Я молча кивал в ответ, не понимая пока того, о чем говорил старик: «Фигурное катание? Здесь?» Но моё недоумение стало ещё больше, когда девочка, гулко топая по деревянному полу, вышла из-за шкафа в спортивном стеганом костюме и фигурных коньках забранных в пластиковые чехлы.

- Дедуль, мы пойдём? - спросила она старика с многозначительным упреком на своём детском личике, - как мне показалось...

- Да, да... - суетливо заспешил старик, и поднял на меня свои глаза.  - Если хотите, можете здесь посидеть, а можете и с нами пойти... у нас тут прудик рядом с кладбищем, я отвожу туда внучку покататься... - нерешительно предложил он и  замер в ожидании ответа.
 
Мне неловко было отказываться, - да и как я мог остаться в незнакомом жилище, вот так вдруг в него вторгшись незваным гостем... тем более, я уже согрелся, а возникшее любопытство распирало меня изнутри; сюрреализм происходящего, несовместимость той обстановки, и обычных человеческих проявлений, стремление к прекрасному проявлении жизни - спорту, на фоне  свидетельств человеческих трагедий.

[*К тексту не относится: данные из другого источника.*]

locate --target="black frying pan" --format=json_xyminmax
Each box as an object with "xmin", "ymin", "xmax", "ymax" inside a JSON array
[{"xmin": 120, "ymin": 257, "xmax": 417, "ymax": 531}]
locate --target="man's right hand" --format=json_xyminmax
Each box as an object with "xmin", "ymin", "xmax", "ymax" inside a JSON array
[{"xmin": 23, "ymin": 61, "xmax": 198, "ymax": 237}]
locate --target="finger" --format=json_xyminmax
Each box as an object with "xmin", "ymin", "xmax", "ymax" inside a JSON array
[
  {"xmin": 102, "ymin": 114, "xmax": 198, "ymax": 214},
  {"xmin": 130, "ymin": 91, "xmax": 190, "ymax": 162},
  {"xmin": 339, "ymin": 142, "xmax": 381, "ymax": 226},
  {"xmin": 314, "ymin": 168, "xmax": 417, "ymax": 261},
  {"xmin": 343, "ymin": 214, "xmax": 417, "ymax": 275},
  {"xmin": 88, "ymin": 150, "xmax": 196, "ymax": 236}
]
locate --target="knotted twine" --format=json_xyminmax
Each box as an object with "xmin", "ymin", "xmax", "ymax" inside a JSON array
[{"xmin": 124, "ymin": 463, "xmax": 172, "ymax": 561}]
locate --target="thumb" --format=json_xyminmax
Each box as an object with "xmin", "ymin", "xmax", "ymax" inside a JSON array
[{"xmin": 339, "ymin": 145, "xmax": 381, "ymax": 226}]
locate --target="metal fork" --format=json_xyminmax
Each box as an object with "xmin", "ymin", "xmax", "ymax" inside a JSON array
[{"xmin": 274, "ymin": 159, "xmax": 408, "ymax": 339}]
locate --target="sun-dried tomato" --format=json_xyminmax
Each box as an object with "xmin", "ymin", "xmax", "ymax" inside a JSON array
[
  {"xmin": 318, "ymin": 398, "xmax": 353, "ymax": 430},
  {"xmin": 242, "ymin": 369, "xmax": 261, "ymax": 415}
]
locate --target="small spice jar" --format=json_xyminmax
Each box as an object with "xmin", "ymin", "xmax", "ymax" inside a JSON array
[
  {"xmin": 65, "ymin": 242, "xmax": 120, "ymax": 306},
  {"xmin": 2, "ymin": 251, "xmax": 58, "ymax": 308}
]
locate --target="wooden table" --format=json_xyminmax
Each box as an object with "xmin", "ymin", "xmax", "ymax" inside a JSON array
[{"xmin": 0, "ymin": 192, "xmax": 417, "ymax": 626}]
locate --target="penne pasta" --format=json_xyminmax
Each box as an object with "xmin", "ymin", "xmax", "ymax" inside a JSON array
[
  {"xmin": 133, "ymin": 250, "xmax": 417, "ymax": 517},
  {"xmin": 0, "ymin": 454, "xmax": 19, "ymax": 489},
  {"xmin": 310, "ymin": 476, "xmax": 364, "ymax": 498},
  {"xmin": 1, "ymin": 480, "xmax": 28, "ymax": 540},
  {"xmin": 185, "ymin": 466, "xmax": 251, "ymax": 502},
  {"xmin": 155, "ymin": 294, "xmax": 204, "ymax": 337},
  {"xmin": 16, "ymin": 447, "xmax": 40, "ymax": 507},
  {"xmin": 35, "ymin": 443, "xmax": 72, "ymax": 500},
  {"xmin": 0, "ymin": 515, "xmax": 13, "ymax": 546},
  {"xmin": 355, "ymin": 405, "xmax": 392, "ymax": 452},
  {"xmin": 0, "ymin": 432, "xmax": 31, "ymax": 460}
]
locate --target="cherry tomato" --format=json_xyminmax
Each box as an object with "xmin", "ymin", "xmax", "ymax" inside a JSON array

Я вышел из домика. Мороз крепчал. Морозный воздух щекотал ноздри, снег крахмально похрустывал под ногами, над кладбищенскими деревьями всплывал холодный диск Луны.
За мной следом вышла внучка смотрителя, и дробно пробарабанив по ступеням крыльца коньками, балетной походкой пошла по дорожке сквозь арку кладбищенских ворот. Старик прикрыл дверь, накинул щеколду и, потоптавшись на крыльце, шагнул вслед за внучкой, жестом приглашая и меня пройти с ними.

- Вот, каждый вечер так ходим... ей нравится! Упорная! - словно оправдываясь, пробубнил он, - здесь недалеко, надо пройти по дорожке, вдоль ограды, под горку...
 
И мы тихо двинулись по дорожке.
Я шел рядом со стариком, у меня из головы не уходило это слово, как он его произносит: «кладбИще». Меня как-то обескуражило это ударение на «И» в произношении старика - кладбИще. Я никогда не задумывался о значении, смысле этого слова... и теперь, с каждым шагом, вымороженный до крахмальной белизны, утоптанный снег скрипел под нашими шагами «клад - бищь» - «клад - бищь»...
 
- А вы не знаете, почему такие места называют кладбищем? - не надеясь на внятный ответ, спросил я старика.

- А что же тут потаённого-то, мил человек? Я думаю так, что «клад» - понятно что, а «бИ ще» - «быть ещё»... «быть еще» - оставить о себе память, - могилку, да и опять же  «памятник» - чтоб подольше помнили... вот, значит, как: человек хочет, чтоб о нём помнили! «Хочу», - мол, - «быть ещё»! - глубокомысленно закончил он свою мысль.

Меня эта трактовка заставила задуматься, я так и шёл молча, вслушиваясь в звук шагов и глядя на убранство кладбища. Оградки теснились группками, перемежаясь пустыми местами, где не было ни крестов, ни оград... лишь кустики сирени пробивались сквозь плотный снежный наст, да кое-где виднелись покосившиеся скамейки. Две расчищенные дорожки разрезали кладбище на три линии могил...

Пройдя метров сто вдоль ограды кладбища, и обходя многочисленные оградки и памятники, мы вышли к ровной полянке, покрытой ровным голубым льдом. Как он здесь оказался, на этом пустыре, для меня было загадкой - ни реки, никакого намека на присутствие воды, затопившей эту часть кладбища, не было.

- Источник тут у нас, возле часовенки, - объясняя моё недоумение, не поворачивая головы, сказал смотритель и указал рукавицей в сторону от могил, на темневшую поодаль, рубленоу бревенчатую часовнию, чуть в стороне от дома.

- Святой Источник! Не иссякает круглый год! Вода течет оттуда по трубам, а здесь выходит и стекает в овраг за оградой. В мороз-то русло перемерзает, вот она и находит себе другие пути... заливает нам кладбИще-то и полянку. В хорошие зимы, бывало, много и оградок зальёт! Только кресты, изо льда-то, и торчат!  И уж - до весны! Весной-то всё опять в норму приходит... Благо - наши «постояльцы» терпеливы... жалобы не подают... - и он отмахнулся рукой в рукавице как от невидимой преграды.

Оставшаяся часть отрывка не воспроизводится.